Jonathan Last over at the Wall Street Journal has a review of the book Unnatural Selection: Choosing Boys Over Girls and the Consequences of a World Full of Men by Mara Hvistendahl. The story isn't pretty. According to Mr. Last, Hvistendahl documents that:
In nature, 105 boys are born for every 100 girls. This ratio is biologically ironclad. Between 104 and 106 is the normal range, and that's as far as the natural window goes. Any other number is the result of unnatural events.
Yet today in India there are 112 boys born for every 100 girls. In China, the number is 121—though plenty of Chinese towns are over the 150 mark. China's and India's populations are mammoth enough that their outlying sex ratios have skewed the global average to a biologically impossible 107. But the imbalance is not only in Asia.
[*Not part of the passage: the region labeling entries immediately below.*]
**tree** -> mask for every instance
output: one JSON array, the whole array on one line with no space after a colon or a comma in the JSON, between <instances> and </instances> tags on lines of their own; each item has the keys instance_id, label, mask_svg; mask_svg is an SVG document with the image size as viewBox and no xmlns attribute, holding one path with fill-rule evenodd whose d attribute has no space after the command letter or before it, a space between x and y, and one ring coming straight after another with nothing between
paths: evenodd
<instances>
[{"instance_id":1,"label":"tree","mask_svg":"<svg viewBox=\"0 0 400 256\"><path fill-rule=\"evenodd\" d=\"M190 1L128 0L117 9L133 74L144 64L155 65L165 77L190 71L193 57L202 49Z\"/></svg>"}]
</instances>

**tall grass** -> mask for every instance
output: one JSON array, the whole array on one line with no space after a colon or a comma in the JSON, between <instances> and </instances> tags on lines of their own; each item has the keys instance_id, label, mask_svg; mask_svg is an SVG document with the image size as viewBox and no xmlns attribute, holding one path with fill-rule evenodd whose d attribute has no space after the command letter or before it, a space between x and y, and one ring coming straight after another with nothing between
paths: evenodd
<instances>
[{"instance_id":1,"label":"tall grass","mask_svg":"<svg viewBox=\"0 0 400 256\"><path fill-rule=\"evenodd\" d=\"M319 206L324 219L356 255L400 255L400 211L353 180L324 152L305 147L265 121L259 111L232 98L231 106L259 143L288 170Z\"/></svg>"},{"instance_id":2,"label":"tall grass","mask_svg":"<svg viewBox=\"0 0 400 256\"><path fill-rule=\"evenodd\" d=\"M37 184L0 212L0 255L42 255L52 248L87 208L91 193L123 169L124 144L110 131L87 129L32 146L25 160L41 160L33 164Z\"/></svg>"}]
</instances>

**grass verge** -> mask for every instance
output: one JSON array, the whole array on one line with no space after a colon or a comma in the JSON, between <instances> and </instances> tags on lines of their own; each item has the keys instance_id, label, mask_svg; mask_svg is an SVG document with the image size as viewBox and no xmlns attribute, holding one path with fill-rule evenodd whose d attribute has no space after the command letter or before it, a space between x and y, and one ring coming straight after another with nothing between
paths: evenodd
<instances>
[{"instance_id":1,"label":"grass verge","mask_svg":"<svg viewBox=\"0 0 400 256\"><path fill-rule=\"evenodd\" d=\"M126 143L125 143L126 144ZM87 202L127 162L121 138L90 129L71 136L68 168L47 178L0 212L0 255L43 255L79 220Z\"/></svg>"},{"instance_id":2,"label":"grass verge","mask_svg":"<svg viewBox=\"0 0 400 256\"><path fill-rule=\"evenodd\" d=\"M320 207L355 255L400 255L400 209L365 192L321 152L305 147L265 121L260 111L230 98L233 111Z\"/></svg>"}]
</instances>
Azerbaijan stands at 115, Georgia at 118 and Armenia at 120.
What is causing the skewed ratio: abortion. If the male number in the sex ratio is above 106, it means that couples are having abortions when they find out the mother is carrying a girl. By Ms. Hvistendahl's counting, there have been so many sex-selective abortions in the past three decades that 163 million girls, who by biological averages should have been born, are missing from the world.
Mr. Last argues that the book is filled with many important observations, data, and insight, and that it's only shortcoming is the tendency of Ms. Hvistendahl to inject her criticisms of views that differ from her own in a way that detracts from her main points.
This is a subject that is long overdue to be "aired out." I think I will add the book to my Summer reading list.